What “Looks Good” is Subjective

February 2nd, 2012 1 comment

Tacky LadyWe are all aware of the sayings “Beauty is in the eye of the beholder,” “Different strokes for different folks” and “There is no accounting for taste.” Unfortunately, although these sayings are universal, the associated insights don’t seem to be. This is nowhere more apparent when designing something for someone else. What looks “professional” to one person, can easily be boring, ugly, or even unprofessional to a different person.

As a web designer you learn that almost all descriptive terms are useless in completing the nuts-and-bolts task of creating a design the pleases the client. You need them to show you what they like, and you need to show them how you interpret that, and there the actual dialog begins.

Over and above pleasing the client, the designer’s task is to make the client realize that their taste is not universal, and their target audience may not respond positively to what they think looks good, or cool, or whatever.

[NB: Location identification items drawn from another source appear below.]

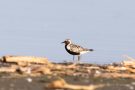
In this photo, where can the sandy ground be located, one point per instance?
(43, 75)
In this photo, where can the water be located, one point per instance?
(37, 27)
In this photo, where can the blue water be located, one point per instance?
(37, 27)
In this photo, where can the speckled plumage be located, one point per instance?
(74, 49)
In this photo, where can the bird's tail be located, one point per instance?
(91, 49)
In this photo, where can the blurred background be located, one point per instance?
(37, 28)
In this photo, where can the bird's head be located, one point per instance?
(67, 41)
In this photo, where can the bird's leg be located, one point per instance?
(73, 57)
(79, 57)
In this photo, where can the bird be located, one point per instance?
(74, 49)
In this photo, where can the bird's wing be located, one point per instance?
(76, 48)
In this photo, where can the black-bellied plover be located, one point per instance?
(74, 49)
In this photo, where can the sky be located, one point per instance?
(37, 28)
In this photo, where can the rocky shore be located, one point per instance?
(38, 73)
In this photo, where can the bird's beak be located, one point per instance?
(62, 42)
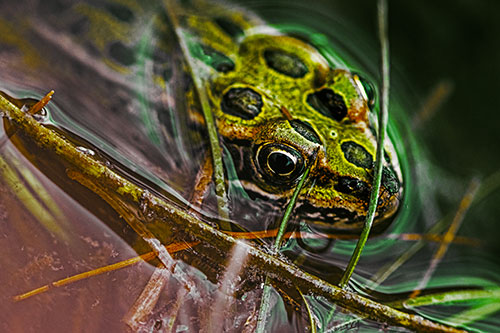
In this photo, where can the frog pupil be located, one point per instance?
(285, 63)
(281, 163)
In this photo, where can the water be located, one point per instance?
(54, 228)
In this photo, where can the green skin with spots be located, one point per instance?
(264, 63)
(230, 46)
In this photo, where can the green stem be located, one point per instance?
(382, 119)
(266, 293)
(220, 189)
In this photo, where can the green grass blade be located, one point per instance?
(266, 293)
(382, 120)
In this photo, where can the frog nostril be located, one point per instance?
(353, 186)
(242, 102)
(306, 130)
(357, 154)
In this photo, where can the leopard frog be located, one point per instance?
(280, 107)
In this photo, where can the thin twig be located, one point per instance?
(449, 235)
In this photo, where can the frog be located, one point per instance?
(280, 108)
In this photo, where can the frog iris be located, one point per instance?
(279, 164)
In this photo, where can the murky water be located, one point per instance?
(53, 227)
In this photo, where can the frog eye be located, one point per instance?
(279, 163)
(285, 63)
(242, 102)
(328, 103)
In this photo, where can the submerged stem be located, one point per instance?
(382, 120)
(266, 293)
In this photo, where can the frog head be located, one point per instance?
(282, 109)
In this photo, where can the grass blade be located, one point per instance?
(382, 120)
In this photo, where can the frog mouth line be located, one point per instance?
(333, 218)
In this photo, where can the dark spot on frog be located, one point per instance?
(215, 59)
(285, 63)
(328, 103)
(357, 154)
(242, 102)
(353, 186)
(229, 27)
(121, 12)
(305, 130)
(122, 54)
(390, 181)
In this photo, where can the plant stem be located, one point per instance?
(266, 293)
(382, 120)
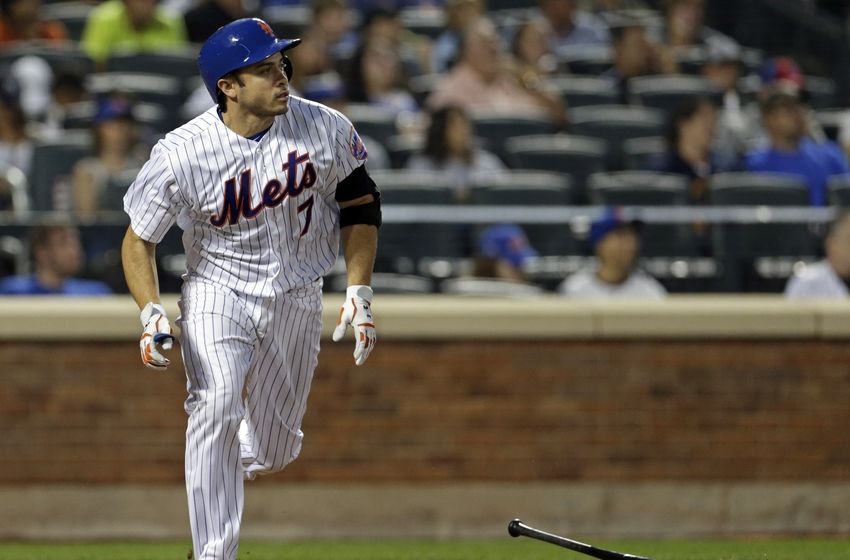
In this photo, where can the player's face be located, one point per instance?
(264, 89)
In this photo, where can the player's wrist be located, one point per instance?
(149, 311)
(360, 291)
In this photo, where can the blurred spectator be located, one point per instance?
(503, 250)
(413, 49)
(634, 55)
(829, 278)
(16, 146)
(205, 18)
(459, 13)
(791, 151)
(117, 150)
(483, 79)
(531, 49)
(572, 27)
(689, 136)
(129, 26)
(57, 257)
(683, 23)
(723, 69)
(616, 245)
(376, 77)
(20, 21)
(450, 150)
(66, 90)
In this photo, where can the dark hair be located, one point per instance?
(436, 146)
(686, 110)
(221, 99)
(355, 81)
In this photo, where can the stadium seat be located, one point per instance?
(497, 127)
(642, 153)
(839, 191)
(530, 188)
(403, 244)
(580, 91)
(52, 164)
(666, 92)
(647, 188)
(372, 121)
(742, 245)
(181, 64)
(638, 188)
(768, 189)
(489, 287)
(401, 147)
(164, 92)
(616, 124)
(575, 156)
(591, 60)
(287, 21)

More important than pleasing themselves  (or their partners, employees, spouse,  friends or mother) is creating a design that communicates the desired message to the target audience.

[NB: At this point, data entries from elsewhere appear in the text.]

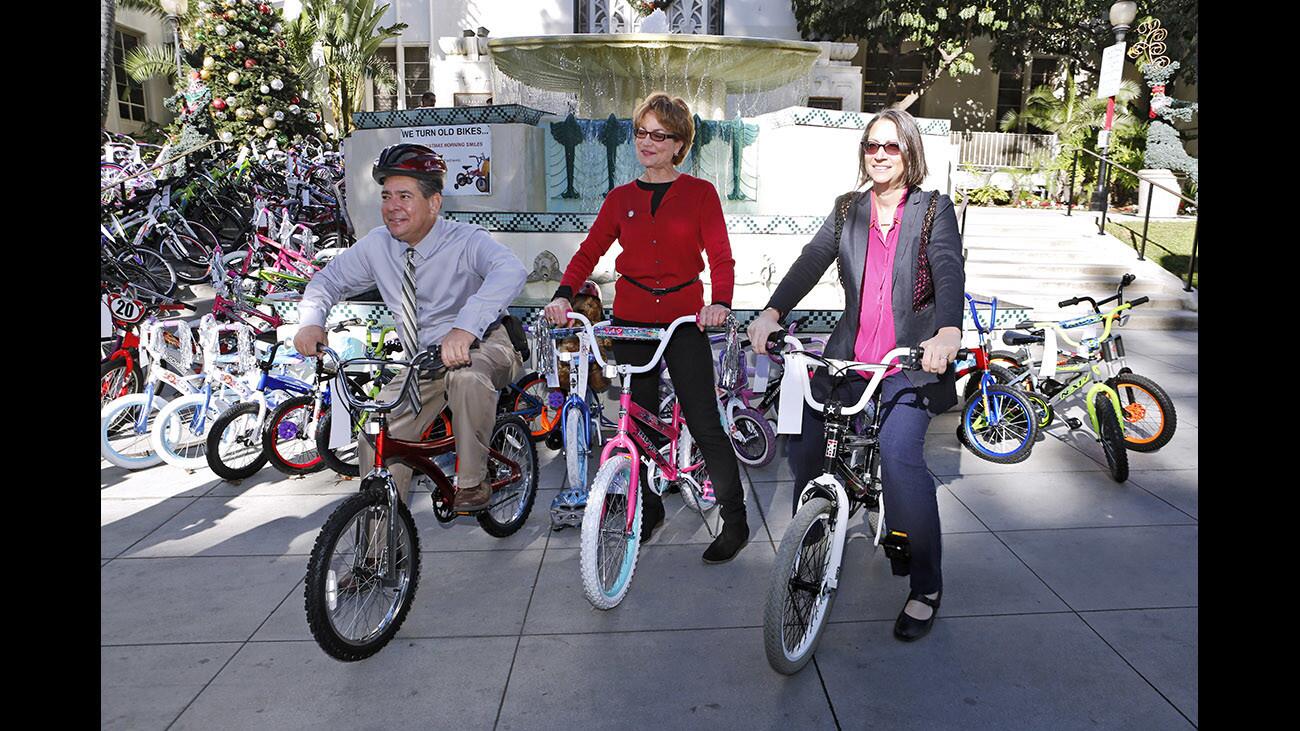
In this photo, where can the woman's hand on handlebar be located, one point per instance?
(711, 316)
(557, 312)
(308, 340)
(762, 328)
(940, 350)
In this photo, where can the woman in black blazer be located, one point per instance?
(895, 295)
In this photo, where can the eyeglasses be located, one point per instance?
(871, 146)
(658, 135)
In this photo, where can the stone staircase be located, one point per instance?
(1039, 258)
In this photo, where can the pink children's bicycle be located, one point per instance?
(611, 523)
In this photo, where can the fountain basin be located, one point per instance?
(611, 73)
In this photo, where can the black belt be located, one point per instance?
(661, 292)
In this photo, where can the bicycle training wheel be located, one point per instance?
(798, 600)
(1112, 436)
(1149, 415)
(234, 442)
(352, 606)
(286, 437)
(1000, 428)
(609, 554)
(512, 502)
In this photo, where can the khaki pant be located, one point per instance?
(472, 393)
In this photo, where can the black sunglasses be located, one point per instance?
(655, 135)
(871, 146)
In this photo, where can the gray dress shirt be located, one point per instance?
(463, 279)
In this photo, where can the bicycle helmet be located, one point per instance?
(414, 160)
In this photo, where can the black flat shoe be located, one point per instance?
(909, 628)
(651, 517)
(727, 544)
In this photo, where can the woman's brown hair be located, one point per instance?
(909, 138)
(674, 115)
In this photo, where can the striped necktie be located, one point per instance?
(410, 327)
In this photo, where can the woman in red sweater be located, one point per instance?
(664, 221)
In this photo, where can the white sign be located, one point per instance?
(467, 150)
(1112, 70)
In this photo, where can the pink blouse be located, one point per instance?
(875, 321)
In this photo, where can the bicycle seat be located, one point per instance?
(1015, 337)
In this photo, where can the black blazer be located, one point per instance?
(910, 328)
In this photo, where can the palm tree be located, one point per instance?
(350, 35)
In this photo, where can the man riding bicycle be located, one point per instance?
(449, 284)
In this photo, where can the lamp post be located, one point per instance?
(174, 9)
(1122, 16)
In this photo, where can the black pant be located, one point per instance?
(911, 502)
(689, 360)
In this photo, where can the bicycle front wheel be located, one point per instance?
(798, 600)
(1110, 433)
(234, 442)
(610, 550)
(1000, 428)
(1149, 415)
(354, 604)
(512, 502)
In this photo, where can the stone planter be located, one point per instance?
(1164, 204)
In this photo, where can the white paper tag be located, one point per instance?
(339, 420)
(1048, 368)
(789, 409)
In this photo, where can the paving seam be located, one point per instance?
(523, 623)
(156, 528)
(1077, 613)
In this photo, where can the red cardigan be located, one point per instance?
(658, 251)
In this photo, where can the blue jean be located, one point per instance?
(911, 504)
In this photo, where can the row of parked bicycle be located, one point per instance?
(245, 403)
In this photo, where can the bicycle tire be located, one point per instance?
(1112, 437)
(794, 617)
(326, 566)
(576, 449)
(511, 437)
(759, 441)
(609, 556)
(1008, 441)
(130, 450)
(173, 436)
(235, 450)
(116, 381)
(1148, 411)
(285, 437)
(345, 459)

What can be even more of a challenge is the tendency for inexperienced website buyers to be fixated on look-and-feel, or the visual design, to the neglect and expense of useability. The desire to speed through, or skip the boring task of information design and content creation to get to the visual mockups is extremely common and uniformly disastrous. Then, when the website flops, of course it is the visual design that is the problem and needs to be fixed.

As a web designer, the best thing you can do to save the client from themselves in such cases is to try to explain with examples, and if that doesn’t work, stick to your process regardless of the pressure to do otherwise.